Ear edema measurement
The irritant contact dermatitis was induced by topical application of croton oil in the right ear of mice. Ear thickness was evaluated before and at 6 h after croton oil application using a digital micrometer (Digimess) in animals anesthetized with isoflurane (Adami et al. 2012; Piana et al. 2016). An increase in the ear thickness after the croton oil application compared to baseline measure was characterized as ear edema. The micrometer was applied near the tip of the ear just distal to the cartilaginous ridges. The ear edema was expressed in micrometer.
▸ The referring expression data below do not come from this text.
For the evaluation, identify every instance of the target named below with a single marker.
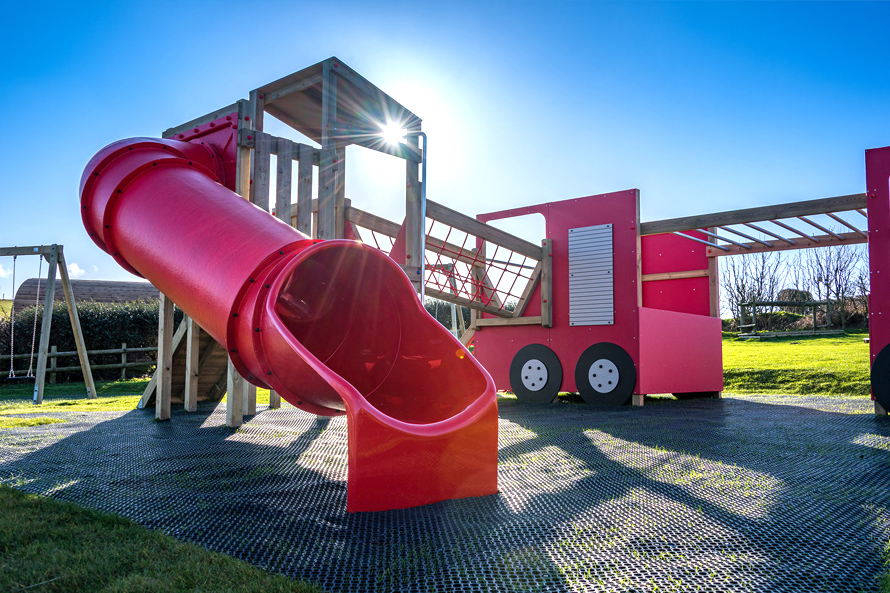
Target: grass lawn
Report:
(46, 545)
(61, 547)
(830, 365)
(112, 396)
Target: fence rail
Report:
(53, 355)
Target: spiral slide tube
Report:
(334, 326)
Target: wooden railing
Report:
(53, 355)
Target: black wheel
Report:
(605, 374)
(880, 377)
(535, 374)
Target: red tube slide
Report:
(334, 326)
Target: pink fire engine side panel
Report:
(679, 352)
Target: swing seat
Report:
(22, 379)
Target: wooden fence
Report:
(54, 355)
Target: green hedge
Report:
(105, 326)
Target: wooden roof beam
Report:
(716, 236)
(697, 240)
(770, 233)
(741, 234)
(790, 210)
(823, 241)
(820, 227)
(847, 224)
(794, 230)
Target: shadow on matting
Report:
(745, 493)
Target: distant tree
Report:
(746, 278)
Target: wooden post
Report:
(45, 326)
(123, 361)
(304, 191)
(192, 365)
(714, 283)
(234, 397)
(165, 358)
(262, 162)
(248, 398)
(327, 224)
(340, 193)
(284, 179)
(74, 318)
(415, 225)
(327, 183)
(547, 283)
(52, 365)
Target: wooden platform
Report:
(212, 367)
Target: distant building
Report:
(99, 291)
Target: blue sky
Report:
(702, 106)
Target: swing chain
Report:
(34, 331)
(12, 324)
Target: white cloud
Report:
(75, 271)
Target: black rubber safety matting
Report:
(738, 494)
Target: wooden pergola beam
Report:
(762, 213)
(823, 241)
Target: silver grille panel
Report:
(591, 285)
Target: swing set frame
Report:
(54, 254)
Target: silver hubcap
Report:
(603, 376)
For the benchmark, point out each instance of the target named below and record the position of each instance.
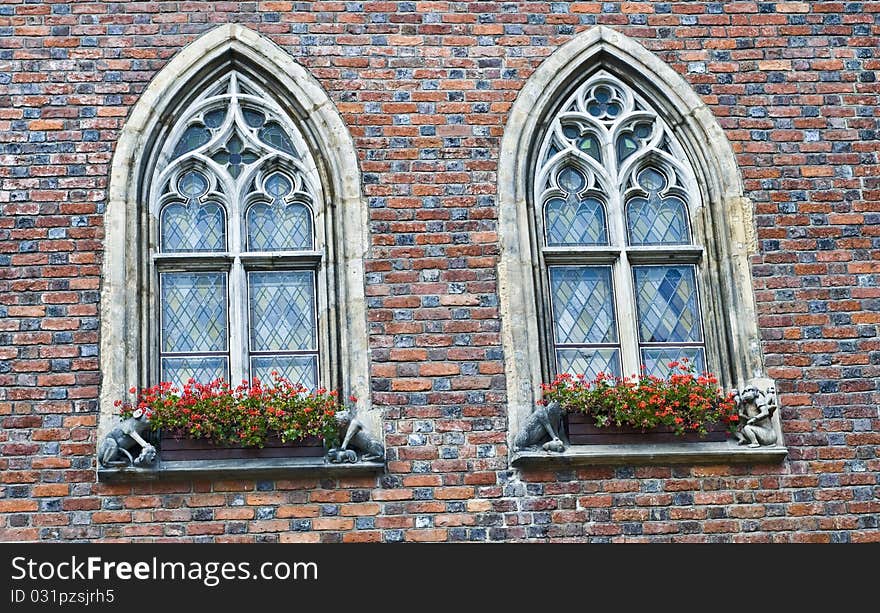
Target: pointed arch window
(238, 263)
(625, 240)
(614, 195)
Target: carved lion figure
(118, 447)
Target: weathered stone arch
(124, 337)
(728, 232)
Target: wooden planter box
(179, 448)
(582, 430)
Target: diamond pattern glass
(569, 222)
(667, 302)
(193, 227)
(279, 227)
(657, 359)
(588, 362)
(583, 304)
(657, 221)
(282, 310)
(203, 369)
(301, 369)
(193, 312)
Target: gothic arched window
(236, 229)
(238, 260)
(625, 239)
(614, 193)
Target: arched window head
(235, 179)
(625, 235)
(236, 229)
(613, 193)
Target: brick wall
(424, 88)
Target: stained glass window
(614, 303)
(236, 153)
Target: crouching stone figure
(543, 424)
(126, 439)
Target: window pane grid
(258, 201)
(639, 198)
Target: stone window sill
(264, 468)
(649, 454)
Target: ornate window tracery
(616, 194)
(237, 193)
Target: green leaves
(682, 401)
(242, 416)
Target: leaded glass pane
(569, 222)
(203, 369)
(273, 135)
(214, 119)
(193, 309)
(626, 146)
(193, 227)
(589, 144)
(571, 180)
(282, 310)
(583, 304)
(253, 118)
(192, 184)
(279, 227)
(657, 221)
(657, 359)
(193, 138)
(667, 301)
(588, 362)
(301, 369)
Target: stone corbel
(758, 408)
(541, 430)
(358, 444)
(117, 449)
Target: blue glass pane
(214, 119)
(253, 118)
(589, 144)
(588, 362)
(274, 136)
(626, 146)
(657, 359)
(202, 369)
(193, 138)
(193, 310)
(278, 186)
(583, 304)
(571, 180)
(668, 305)
(282, 310)
(279, 227)
(192, 184)
(569, 222)
(301, 369)
(651, 180)
(193, 227)
(657, 221)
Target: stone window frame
(126, 354)
(728, 239)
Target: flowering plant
(242, 416)
(683, 401)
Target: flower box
(174, 447)
(582, 430)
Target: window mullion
(238, 322)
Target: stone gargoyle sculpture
(540, 430)
(357, 440)
(123, 441)
(756, 409)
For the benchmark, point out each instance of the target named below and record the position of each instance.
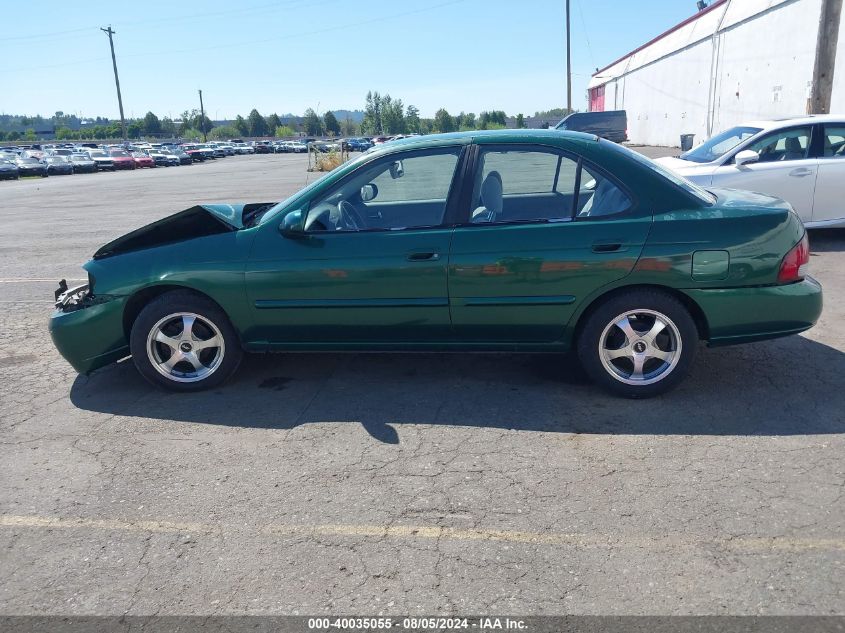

Croton oil-induced acute ear edema
Acute inflammation was induced by a single topical application of croton oil (1 mg/ear, 20 μL in acetone) on the right ear of mice. We evaluated the anti-inflammatory effect of the CdE (0.01–1 mg/ear), its fractions (ethyl acetate, n-butanol, and dichloromethane) (0.001–1 mg/ear), β-sitosterol (7.5 μg/ear), lupeol (10 μg/ear), and stigmasterol (5.7 μg/ear) or dexamethasone (0.1 mg/ear) which were dissolved in acetone. Moreover, CdE (0.03–3%), its EtAc fraction (0.03–1%), or dexamethasone (0.5%) was also incorporated in a gel formulation (15 mg/ear). Ear thickness was measured prior to and at 6 h after croton oil application. Treatments were performed immediately after croton oil administration. Six hours after croton oil application, the animals were euthanized and the ears were collected for further analyses (Piana et al. 2016).
Croton oil-induced chronic ear edema
Chronic inflammation was induced by multiple topical applications of croton oil (0.4 mg/ear in acetone) to the right ear for nine alternated days. CdE (1 mg/ear) or dexamethasone (0.1 mg/ear) was applied topically to each right ear (20 μL/ear) twice daily, from the fifth up to the ninth day after the topical application first of croton oil. Ear thickness was measured daily. On the last day of the experiment, the animals were euthanized and skin biopsies were taken for further analyses (Adami et al. 2012; Piana et al. 2016).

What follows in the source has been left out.